A hacker compromised the corporate Web site of France Telecom's Internet service provider (ISP) subsidiary Wanadoo on Monday, causing the site to try to install a malicious software program on computers of visitors, the company said Wednesday.
The site, www.wanadoo.com, had been altered to use two common software exploits that redirect a visitor's Web browser from that address to Web sites that attempted to download a Trojan horse program onto their computers. The attacks are just the latest example of malicious hackers compromising prominent Web pages and using them to distribute malicious code to unsuspecting users.
"Someone succeeded in breaking into the site and altering a page," Wanadoo spokeswoman Caroline Ponsi said Wednesday. The attack happened on Monday night, she said, and occurred despite the fact that "All our software is up to date."
"We're in the process of checking everything before starting it up again," she said. "We have an idea how he got in."
Wanadoo has identified the network from which the attack originated, and has made a complaint to the ISP concerned, she said.
The Wanadoo site was taken down at about 5:30 p.m. Central European time Tuesday, redirecting visitors to a notice that a technical problem had occurred.
During the attack, Wanadoo.com distributed copies of two common exploits, one called "Exploit-ByteVerify" and the other called MHTML URL. At least one of the files, the MHTML URL, was also used in the June attacks that used compromised Internet Information Services (IIS) Web servers to distribute malicious code, said Craig Schmugar, virus research manager at McAfee Inc.'s Antivirus Emergency Response Team Labs.
If the attack successfully exploited the software holes, users unknowingly accessed a Web site that copied a Trojan horse program called loaderfox onto their computers.
Microsoft issued software patches for the holes compromised by both exploit programs, Schmugar said. McAfee's antivirus software spotted the files pushed out by wanadoo.com.
The Wanadoo site, which usually provides background information on the company's strategy and structure, was still not operating Thursday, although the redirection was changed to point toward the site for Wanadoo's French subscribers.
The Wanadoo hack is just the latest in a string of such incidents in recent months.
In June, a Russian hacking group known as the "hangUP team," used a recently patched buffer overflow vulnerability in Microsoft's implementation of SSL (Secure Sockets Layer) to compromise vulnerable Windows 2000 systems running IIS Version 5 Web servers.
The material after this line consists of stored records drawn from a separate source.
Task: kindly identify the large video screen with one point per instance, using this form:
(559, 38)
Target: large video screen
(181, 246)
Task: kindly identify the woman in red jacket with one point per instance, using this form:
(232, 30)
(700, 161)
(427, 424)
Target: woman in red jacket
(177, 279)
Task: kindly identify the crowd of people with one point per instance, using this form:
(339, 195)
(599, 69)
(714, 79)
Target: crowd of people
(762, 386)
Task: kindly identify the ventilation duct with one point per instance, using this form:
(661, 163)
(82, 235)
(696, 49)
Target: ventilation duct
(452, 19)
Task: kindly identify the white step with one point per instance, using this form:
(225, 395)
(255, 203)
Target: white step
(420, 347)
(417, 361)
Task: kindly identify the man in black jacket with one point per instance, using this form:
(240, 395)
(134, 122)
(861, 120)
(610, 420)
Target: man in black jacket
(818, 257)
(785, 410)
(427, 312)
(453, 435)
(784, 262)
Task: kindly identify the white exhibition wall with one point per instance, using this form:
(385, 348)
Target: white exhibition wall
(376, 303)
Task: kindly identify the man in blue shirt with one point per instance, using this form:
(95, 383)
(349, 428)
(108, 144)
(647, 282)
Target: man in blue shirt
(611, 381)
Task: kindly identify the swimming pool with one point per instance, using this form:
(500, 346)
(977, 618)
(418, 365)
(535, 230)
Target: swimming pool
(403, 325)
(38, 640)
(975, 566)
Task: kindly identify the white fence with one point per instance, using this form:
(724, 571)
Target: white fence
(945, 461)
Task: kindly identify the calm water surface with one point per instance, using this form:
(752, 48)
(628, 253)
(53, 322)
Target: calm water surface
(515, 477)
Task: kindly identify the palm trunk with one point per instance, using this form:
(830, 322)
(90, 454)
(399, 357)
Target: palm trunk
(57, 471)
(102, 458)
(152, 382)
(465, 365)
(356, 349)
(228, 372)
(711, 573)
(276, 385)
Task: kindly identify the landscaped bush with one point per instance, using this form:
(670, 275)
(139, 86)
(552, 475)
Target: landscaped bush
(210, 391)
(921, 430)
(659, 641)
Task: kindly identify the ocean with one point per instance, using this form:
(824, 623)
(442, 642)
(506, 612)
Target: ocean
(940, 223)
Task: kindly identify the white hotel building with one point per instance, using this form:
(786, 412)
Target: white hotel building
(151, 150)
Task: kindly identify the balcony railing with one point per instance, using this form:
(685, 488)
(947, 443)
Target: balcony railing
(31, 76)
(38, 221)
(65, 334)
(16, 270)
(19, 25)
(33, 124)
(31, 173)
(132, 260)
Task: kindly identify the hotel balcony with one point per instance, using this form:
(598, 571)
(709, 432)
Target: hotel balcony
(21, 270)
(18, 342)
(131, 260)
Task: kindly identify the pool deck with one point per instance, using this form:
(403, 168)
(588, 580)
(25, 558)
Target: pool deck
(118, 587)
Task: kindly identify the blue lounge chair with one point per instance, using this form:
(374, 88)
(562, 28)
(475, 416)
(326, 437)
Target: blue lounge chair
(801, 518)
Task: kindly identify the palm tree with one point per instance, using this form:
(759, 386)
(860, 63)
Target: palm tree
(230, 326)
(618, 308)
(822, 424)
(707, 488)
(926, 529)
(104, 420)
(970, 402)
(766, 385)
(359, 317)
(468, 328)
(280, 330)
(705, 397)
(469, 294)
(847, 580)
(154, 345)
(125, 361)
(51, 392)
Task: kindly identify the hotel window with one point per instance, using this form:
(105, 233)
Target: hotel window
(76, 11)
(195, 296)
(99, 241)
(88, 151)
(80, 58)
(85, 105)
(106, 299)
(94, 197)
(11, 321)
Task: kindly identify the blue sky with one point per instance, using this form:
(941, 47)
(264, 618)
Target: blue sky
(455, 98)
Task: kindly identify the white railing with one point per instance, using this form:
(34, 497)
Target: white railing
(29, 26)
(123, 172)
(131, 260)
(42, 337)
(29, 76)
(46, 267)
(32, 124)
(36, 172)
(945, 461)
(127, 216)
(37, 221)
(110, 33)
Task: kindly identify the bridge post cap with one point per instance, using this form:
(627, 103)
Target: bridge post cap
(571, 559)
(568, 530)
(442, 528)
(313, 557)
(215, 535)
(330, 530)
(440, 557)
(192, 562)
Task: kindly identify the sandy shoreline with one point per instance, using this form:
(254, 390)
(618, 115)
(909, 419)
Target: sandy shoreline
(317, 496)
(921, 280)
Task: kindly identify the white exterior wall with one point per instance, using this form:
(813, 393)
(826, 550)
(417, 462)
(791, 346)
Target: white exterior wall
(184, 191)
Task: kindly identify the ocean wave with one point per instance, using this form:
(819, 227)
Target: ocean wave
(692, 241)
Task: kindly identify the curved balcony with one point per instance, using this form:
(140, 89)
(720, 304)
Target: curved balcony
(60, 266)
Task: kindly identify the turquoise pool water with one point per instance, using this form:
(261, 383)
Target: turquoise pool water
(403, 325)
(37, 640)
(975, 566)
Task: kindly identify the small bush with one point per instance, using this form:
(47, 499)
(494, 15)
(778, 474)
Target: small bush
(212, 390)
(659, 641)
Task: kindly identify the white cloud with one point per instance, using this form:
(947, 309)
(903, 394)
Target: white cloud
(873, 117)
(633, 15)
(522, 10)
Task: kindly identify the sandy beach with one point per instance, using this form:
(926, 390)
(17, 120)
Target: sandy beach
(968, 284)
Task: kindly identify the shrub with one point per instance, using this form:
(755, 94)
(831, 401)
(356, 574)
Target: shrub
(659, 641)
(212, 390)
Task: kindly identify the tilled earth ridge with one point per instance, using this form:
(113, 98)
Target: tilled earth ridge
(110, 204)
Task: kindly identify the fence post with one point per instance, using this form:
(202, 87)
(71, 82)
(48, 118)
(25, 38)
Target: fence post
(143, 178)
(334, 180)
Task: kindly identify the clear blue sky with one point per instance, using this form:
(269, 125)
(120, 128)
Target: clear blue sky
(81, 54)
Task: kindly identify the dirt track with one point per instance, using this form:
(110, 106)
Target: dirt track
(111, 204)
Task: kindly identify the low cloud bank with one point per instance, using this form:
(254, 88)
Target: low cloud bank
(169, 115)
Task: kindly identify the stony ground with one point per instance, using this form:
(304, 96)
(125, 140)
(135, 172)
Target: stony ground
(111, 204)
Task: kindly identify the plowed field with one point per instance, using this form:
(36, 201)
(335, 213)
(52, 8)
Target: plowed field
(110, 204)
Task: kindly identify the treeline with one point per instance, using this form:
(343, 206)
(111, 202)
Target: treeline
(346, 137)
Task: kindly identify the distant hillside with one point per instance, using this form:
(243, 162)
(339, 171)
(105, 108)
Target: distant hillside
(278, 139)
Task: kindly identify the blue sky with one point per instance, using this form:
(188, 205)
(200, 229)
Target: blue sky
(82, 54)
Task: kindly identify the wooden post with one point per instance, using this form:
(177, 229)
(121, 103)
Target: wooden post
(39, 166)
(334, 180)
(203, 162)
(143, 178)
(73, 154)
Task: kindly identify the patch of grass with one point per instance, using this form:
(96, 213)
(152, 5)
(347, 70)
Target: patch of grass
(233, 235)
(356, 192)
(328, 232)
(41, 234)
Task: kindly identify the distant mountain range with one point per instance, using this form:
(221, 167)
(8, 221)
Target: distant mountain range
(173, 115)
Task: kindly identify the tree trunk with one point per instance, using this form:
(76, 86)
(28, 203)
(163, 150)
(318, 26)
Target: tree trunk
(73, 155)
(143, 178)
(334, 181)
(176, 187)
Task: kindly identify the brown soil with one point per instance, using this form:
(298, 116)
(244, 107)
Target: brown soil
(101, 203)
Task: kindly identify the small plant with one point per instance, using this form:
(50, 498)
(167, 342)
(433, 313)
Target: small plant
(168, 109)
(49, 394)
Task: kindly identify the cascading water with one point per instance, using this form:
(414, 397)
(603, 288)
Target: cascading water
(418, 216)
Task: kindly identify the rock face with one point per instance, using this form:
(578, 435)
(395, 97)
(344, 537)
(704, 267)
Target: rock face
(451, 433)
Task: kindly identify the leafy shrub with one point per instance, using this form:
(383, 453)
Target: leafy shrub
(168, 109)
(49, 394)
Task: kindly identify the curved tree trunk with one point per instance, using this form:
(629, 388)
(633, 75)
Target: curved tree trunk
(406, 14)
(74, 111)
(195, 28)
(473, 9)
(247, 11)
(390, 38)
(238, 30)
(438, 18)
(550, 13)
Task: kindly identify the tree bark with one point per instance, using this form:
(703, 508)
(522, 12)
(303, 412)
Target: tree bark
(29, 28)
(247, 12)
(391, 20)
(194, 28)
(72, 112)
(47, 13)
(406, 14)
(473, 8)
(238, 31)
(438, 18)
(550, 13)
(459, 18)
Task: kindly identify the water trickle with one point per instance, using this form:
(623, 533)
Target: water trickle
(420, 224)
The June attacks also used two vulnerabilities in Windows and the Internet Explorer Web browser to silently run a malicious computer code named "Scob" or "Download.ject." from the IIS servers on machines that visited the compromised sites, redirecting the customers to Web sites controlled by the hackers and downloading a Trojan horse program that captures keystrokes and personal data.
Last week, researchers at PivX Solutions intercepted malicious code that closely resembled Scob. The new attacks used mass-distributed instant messages to lure Internet users to Web sites that distribute malicious code similar to Download.ject, said Thor Larholm, senior security researcher at PivX.
Paul Roberts contributed to this report from Boston.